The interview took place in a bright and slightly too warm day in Coyoacán. We sat down at a lovely café that is also home to the most important feminist independent bookstore in Mexico. The original interview is almost three times longer than what I present here. But even though this is an abridged version, readers can get a full sense of Myers’s thoughtfulness, creativity, and generosity. I hope they enjoy listening to her as much as I did.
Alan Mendoza Sosa (AM): What were your earliest experiences with translation?
Robin Myers (RM): I loved reading as a child, and as a teenager I became especially interested in poetry. In retrospect, I realize I did have experiences of reading poetry in translation, but I didn’t really think about what that meant. As a high school student, somebody had given me a book by the Polish poet Czesław Miłosz, who I loved, and there were a few poems that made a strong impression on me, but I don’t remember actually stopping to think about who had made that happen in English.
I would say that my path into translation happened in two, for a long time parallel, ways that didn’t actually touch. One was a love of poetry—both reading and writing it—and the other was an interest in Spanish, specifically because I was really curious about Mexico. I have some family history in Mexico, and I wanted to spend time here, and I understood as a kid that that meant I had to learn Spanish as well as I could. So I studied it in school and began reading in Spanish to the extent that we were given literature to read in class. Once I had learned enough Spanish to be able both to read and to speak more comfortably, I had the experience, living in Oaxaca, of coming across a poem in English that I loved and wanting to be able to share it with a Spanish-speaking friend. So my first experience as a translator was translating a poem into Spanish, which I’ve never done ever again.
AM: I read about this poem in one article, and from what I understood you haven’t published it, right? And you are not planning on doing so.

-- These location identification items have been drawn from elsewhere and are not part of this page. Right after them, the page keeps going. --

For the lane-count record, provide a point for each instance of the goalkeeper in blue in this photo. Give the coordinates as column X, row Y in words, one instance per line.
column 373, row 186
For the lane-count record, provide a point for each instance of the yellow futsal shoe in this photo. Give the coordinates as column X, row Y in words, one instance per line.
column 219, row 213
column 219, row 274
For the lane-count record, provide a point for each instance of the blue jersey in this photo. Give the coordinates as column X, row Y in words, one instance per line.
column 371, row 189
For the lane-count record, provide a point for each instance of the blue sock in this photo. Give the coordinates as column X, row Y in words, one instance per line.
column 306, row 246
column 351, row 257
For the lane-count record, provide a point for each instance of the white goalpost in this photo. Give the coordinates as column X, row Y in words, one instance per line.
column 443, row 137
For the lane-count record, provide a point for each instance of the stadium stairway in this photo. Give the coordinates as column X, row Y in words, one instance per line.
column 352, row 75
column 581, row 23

RM: Nope. Somebody else can do a much better job.
AM: But that’s a good question that I often find myself asking. What do you think about translating to a language that isn’t your mother tongue? Because I feel like sometimes people who study or engage with translation fetishize the mother language. Do you know what I mean?
RM: Yes, absolutely. To be honest, I think that’s something I did for a long time. I had this sense of the first language as the “dominant” language, and it’s been through talking with and reading other translators that I’ve come to realize what a problematic way of thinking that is—about language and about the multiplicity of languages in our lives and how multilingual so many people are, and how many different kinds of intimacy there are with different languages. I think it’s been a continual process of moving away from that mindset. In my case, I don’t personally feel very comfortable translating into my second language, but that doesn’t mean I don’t think other people can and should. Or that it isn’t crucial that they do. You know?